First co-ed Arnold Palmer Cup turns into a memorable one for Coloradan.
By Jon Rizzi
Could Westminster’s Jennifer Kupcho have a more eventful seven weeks?
On May 21, the Wake Forest University senior-to-be won the NCAA Women’s Division I championship, shooting an 8-under-par 280 at Oklahoma State’s Karsten Creek Golf Course.
On June 10, she won her singles match—as did every other player on the United States team—en route to the most lopsided victory Curtis Cup history, as Team USA defeated the squad from Great Britain & Ireland, 17-3, at Quaker Ridge Golf Club in Scarsdale, NY. Kupcho went 3-1-1 in her five matches.

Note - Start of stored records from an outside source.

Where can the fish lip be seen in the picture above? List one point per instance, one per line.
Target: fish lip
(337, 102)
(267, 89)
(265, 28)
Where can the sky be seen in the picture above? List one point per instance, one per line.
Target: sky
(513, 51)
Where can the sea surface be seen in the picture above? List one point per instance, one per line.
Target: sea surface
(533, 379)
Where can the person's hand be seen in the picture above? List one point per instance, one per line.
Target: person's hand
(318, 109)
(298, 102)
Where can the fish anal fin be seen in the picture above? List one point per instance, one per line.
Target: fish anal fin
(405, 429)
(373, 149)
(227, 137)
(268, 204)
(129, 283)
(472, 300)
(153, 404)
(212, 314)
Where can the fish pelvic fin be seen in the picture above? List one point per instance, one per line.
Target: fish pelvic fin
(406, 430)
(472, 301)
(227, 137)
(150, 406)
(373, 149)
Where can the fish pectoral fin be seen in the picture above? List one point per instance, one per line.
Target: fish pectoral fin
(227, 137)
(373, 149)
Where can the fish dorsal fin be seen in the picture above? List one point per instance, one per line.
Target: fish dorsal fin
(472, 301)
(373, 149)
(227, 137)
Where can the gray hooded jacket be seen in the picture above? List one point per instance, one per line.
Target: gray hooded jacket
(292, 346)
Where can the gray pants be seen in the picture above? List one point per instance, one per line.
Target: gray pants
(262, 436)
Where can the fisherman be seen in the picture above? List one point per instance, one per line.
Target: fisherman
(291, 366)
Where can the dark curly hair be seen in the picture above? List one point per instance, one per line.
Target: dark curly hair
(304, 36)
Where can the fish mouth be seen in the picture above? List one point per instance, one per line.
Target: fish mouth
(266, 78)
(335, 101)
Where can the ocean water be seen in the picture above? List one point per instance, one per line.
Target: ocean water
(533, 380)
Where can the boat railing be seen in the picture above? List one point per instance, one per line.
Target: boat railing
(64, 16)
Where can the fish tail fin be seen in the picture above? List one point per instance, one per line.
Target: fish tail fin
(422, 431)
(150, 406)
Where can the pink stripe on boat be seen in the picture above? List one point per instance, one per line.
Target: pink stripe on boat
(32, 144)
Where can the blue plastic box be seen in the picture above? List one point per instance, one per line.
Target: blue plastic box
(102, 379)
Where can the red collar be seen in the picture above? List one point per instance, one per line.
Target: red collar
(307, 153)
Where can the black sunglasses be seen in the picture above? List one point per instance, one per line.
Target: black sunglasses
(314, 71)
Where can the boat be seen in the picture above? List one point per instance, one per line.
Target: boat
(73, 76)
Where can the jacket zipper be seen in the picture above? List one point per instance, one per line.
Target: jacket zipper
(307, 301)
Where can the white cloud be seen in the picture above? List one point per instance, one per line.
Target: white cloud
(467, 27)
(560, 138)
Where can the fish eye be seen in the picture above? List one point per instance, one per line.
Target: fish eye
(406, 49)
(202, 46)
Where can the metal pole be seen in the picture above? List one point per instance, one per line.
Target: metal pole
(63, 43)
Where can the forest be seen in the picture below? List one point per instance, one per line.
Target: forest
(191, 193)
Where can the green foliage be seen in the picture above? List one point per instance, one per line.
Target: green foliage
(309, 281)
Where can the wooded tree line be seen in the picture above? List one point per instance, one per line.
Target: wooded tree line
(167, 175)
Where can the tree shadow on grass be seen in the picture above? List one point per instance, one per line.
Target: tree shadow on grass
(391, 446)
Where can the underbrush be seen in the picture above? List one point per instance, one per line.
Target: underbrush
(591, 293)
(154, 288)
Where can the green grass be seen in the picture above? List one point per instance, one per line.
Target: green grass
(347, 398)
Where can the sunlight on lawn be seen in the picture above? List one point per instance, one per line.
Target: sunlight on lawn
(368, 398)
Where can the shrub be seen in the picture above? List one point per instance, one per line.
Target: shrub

Then, on July 8, the three-time Colorado Women’s Golf Association Player of the Year capped off a 3-1 performance in the Arnold Palmer Cup at Evian-les-Bains, France, when her opponent in the Sunday singles, Dewi Weber of the Netherlands, forfeited due to illness. In the first edition of the three-day Ryder Cup-style competition that also included women and golfers from all countries, the U.S. defeated the International team, 38½ to 21½, to retain the cup.
Having men and women on each roster allowed the squads to play mixed team four-ball and foursomes competitions over the first two days.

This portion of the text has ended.